Wednesday, May 27, 2009

内閣府の「月例経済報告」は大本営発表となったか!?

最新のGDP速報(1次速報)は2009年1〜3月期は実質GDPが前期比4%減となり、年率に換算すれば15.2%減となった。それは戦後最悪のGDP 成長率となり、米国のサブプリム問題とあまり縁がなかった日本経済は、他の先進国と比べれば、世界経済危機による打撃が極めて大きい。
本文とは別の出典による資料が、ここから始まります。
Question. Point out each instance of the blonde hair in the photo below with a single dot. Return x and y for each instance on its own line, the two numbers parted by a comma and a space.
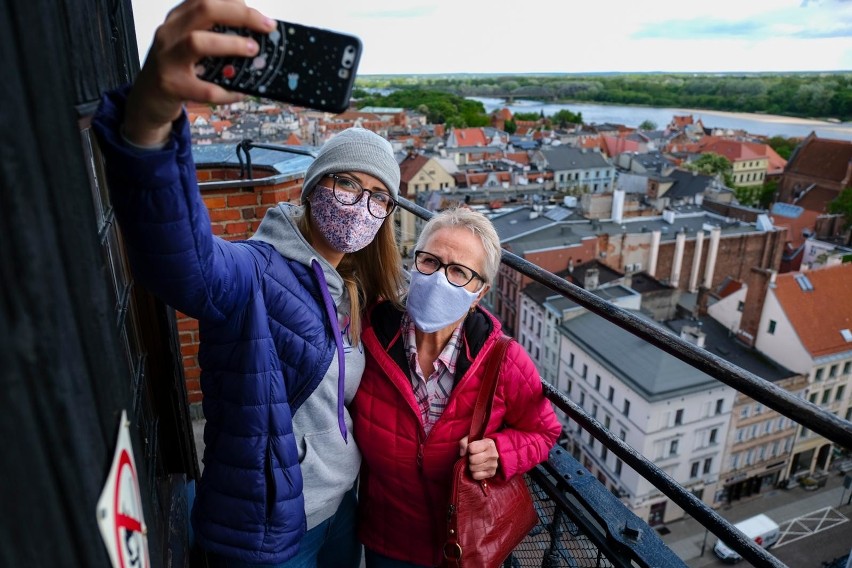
478, 224
370, 274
こうした状況の中で、内閣府は5月25日に「5月の月例経済報告」を発表した。当報告は「景気は、厳しい状況にあるものの、このところ悪化のテンポが穏やかになっている。。。。。」という景気基調の判断を示している。新聞各社の報道によれは、この景気基調判断は3年3か月ぶりに上方修正をしたものであるとのこと。正に明るいニューズである。
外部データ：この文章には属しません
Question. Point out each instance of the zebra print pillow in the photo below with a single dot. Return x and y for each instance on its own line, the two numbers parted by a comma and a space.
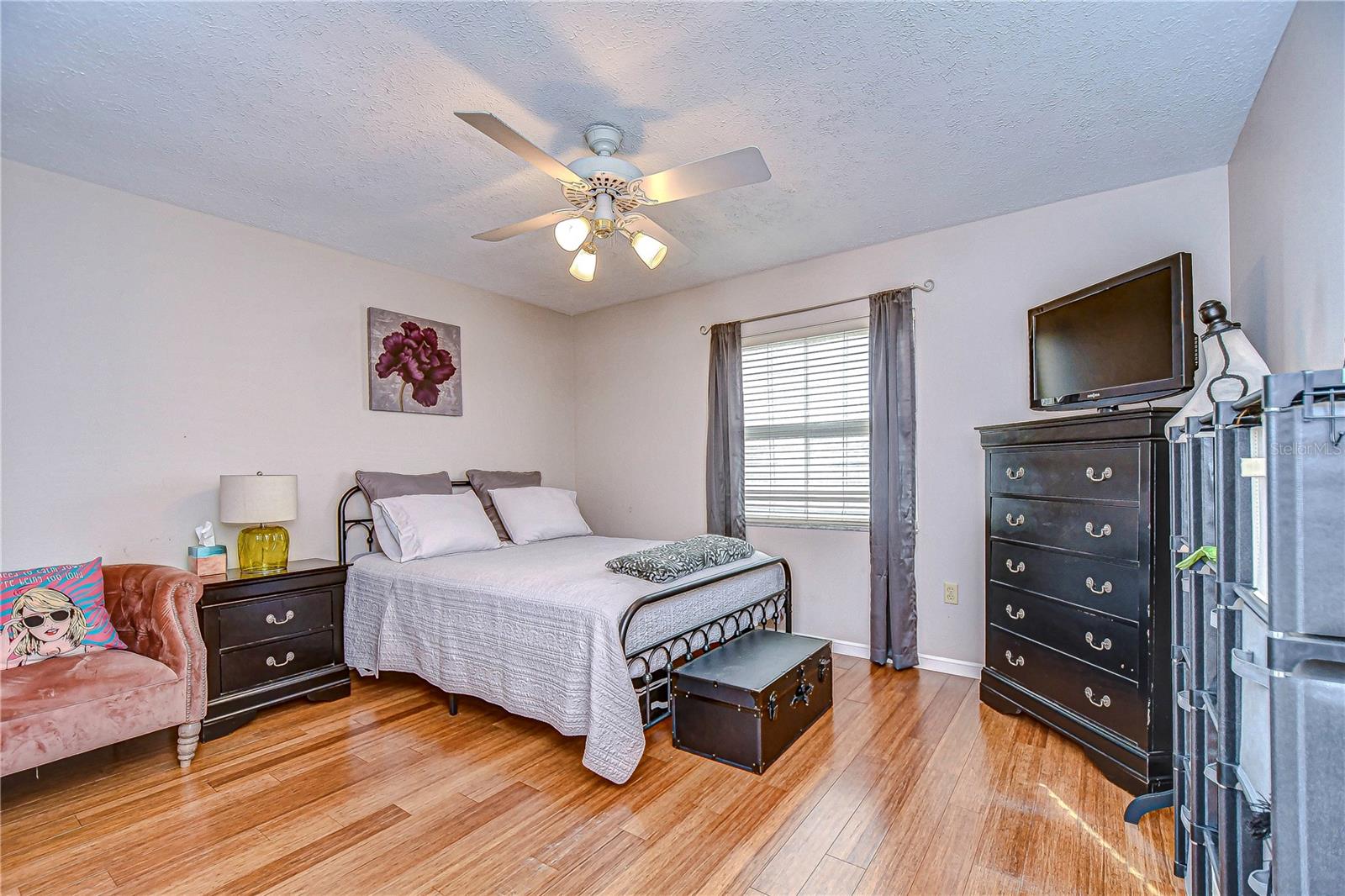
679, 559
この上方修正の景気基調判断の材料は「平成20年度の補正予算の効果」、「輸出が下げ止まりつつある」、「生産が下げ止まりつつある」によるものが大きいと理解しよう。また、内閣府の「輸出下げ止まりつつある」の根拠は中国の景気刺激策効果の見られ、それによって、輸出関連企業の「生産が下げ止まりつつある」にあると思われる。

しかしながら、実態はそうなのか。第一に「平成20年度の補正予算」、そして「平成21年度の第一補正予算」の効果に関してエコノミストの間でも評価が異なっている。第二に中国の経済成長に対する過大評価という懸念である。

中国の経済成長率、とりわけ、世界経済危機への対応のために打ち出した景気対策による持ち直しの実態はおそらく中国当局(中央と地方)のみ知っている。ロンドン『エコノミスト』週刊誌の5月23〜29日号は、中国政府、いやより正確的にいえば、中国共産党は内情と国際社会に対する思惑(特に対米)の裡に当国のGDP統計を操作していると指摘している(p. 32p. 72)。実に、中国のエネルギー局は26日に2009年上半期の中国全国の電力消費量が前年同期に比べて減少する見通しを示した(5月27日、日経朝刊の報道)。

だとすれば、内閣府は今後の輸出、そして生産に対する期待が外れかねない。あるいは、もっと厄介なことに、内閣府は諸外国の経済状況や中国の統計数字の信憑性を吟味せず、与党・政府の衆院選挙対策の一環のため、「月例経済報告」は総合経済対策の効果が上向いているのを宣伝する「大本営発表」の手段となってしまう恐れがある。